Last week I was hospitalized with two lethal bacterial blood infections. By the time I was admitted, my body had gone septic. Was I scared? Sure. But my overwhelming emotion wasn’t fear. It was sadness. Deep sorrow for the potential loss of days ahead. For not being able to read the rest of this epic tale I’d be busily living out. But mostly, sadness at not being able to hug my sister, listen to my Uncle play his cello, and tell my friends how much they made my life worth living.
*Spoiler alert – I didn’t die.
But the next chapter I’m writing feels strange.
As many of you know, I study stress. The last time I felt my mortality quite so at hand I quit my job, sold my house and divorced my husband. To say that my current husband has been eyeing me suspiciously this past week is no understatement. He even asked me at one point straight out, “You don’t have plans to throw a grenade on this life the way you did before right?” A confident NO was my reply. It seems I’ve found some level of the fear(less) life I’d been seeking so desperately the first time – where death isn’t so much scary as it is …well, disappointing.
I love my husband.
I love my home.
I LOVE my job. <– This one was one of my most visceral emotional reactions. And yeah, it surprised me too!
My first night in the hospital (Thursday) I laid in my own sweat convinced I was going to be out and on stage in New Orleans by Monday (mostly because that was the story I had told myself and NO ONE – not my husband, not the doctors, not the nurses, NO ONE, – was going to convince me otherwise).
Maybe it was the fever, or the drugs, but I lay there preparing. While I couldn’t sleep, I re-wrote pieces of my talk. I saw myself standing on stage delivering, doing what I LOVE to do. And these exercises gave me hope. It reminded me of my purpose. It allowed me to focus on something bigger than myself. That elusive WHY that so many of us seek felt so clear to me. Even when I had to make the dreaded call to the speaking agent that represented this client to say, I wasn’t going to make the stage I was surprised by how much my heart broke. It physically hurt to not be able to deliver.

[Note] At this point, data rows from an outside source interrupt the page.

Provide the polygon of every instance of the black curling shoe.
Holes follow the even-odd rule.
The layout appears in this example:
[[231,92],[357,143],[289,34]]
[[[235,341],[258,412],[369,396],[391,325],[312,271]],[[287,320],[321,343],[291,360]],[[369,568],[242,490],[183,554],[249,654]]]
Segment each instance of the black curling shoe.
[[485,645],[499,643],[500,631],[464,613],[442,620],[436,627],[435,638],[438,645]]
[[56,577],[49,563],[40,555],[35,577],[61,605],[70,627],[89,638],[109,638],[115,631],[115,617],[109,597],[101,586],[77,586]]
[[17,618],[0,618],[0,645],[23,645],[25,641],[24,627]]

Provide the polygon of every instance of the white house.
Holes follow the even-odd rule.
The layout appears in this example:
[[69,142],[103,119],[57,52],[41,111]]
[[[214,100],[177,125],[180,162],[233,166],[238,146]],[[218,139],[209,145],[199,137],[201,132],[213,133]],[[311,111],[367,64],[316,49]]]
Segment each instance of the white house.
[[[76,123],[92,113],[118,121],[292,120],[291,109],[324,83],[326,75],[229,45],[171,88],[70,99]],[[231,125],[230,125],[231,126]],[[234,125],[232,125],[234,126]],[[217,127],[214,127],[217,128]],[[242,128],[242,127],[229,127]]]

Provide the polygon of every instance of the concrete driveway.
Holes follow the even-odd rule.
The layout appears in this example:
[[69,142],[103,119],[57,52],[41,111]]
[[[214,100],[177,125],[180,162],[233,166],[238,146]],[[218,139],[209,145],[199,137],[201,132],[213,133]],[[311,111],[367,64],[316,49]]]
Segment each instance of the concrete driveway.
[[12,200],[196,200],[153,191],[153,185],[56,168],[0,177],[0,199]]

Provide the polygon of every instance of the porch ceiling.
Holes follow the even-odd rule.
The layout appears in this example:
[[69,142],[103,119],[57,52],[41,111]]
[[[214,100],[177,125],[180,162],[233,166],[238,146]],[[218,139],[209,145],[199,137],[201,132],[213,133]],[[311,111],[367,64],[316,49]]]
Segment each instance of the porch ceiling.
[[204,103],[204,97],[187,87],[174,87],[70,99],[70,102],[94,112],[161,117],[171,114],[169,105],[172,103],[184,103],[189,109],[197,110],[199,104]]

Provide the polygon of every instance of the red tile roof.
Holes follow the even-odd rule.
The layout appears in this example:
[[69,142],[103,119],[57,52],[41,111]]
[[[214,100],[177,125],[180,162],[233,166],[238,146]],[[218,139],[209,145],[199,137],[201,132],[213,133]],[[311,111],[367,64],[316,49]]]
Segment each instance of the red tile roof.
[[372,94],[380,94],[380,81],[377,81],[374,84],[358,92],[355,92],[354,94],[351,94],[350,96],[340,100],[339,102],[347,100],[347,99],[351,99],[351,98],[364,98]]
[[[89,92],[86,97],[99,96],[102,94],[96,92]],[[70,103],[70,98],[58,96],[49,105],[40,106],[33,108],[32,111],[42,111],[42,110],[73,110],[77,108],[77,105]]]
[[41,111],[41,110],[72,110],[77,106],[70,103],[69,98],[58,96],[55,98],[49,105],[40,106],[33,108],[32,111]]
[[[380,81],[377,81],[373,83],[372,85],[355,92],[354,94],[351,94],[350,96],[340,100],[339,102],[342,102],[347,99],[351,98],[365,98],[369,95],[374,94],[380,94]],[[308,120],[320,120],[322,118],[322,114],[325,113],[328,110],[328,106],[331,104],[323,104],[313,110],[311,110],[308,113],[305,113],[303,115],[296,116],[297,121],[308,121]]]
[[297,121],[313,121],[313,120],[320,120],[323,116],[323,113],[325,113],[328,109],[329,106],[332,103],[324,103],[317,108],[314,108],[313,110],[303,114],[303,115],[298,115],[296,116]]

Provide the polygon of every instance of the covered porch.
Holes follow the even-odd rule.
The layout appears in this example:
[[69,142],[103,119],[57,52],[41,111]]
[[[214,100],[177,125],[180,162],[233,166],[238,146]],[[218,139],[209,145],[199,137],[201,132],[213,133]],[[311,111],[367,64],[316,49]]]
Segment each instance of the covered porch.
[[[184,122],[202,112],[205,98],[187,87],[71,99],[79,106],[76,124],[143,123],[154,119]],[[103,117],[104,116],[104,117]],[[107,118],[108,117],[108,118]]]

Damn. I really, really love this industry. A flood of calls and messages from colleagues reinforced this, including calls from the client and follow-up texts from the speaking agent just to check in on me. My “replacement” speaker ended up being a dear friend, who kept me involved at every point in the speech and throughout his interactions with the audience (Thanks Seb – still feeling trauma bonded to you buddy!).
My days in the hospital felt full.
Full of some fear, for sure, but also full of love, joy, meaning, and a realization that my work was so much more to me than I had realized before.
I’m quite obviously replaceable (my fill-in won the audience over immediately with his message) but that doesn’t make me irrelevant.
To anyone (including myself) who has ever said that “no one lays on their deathbed wishing they had worked more,” I want to push back.
Struggling through to Friday, and praying for the opportunity for an early retirement is not what humans were built for.
We’re built for meaning.
We’re built for community.
We’re built for purpose.
And that’s something worth living for.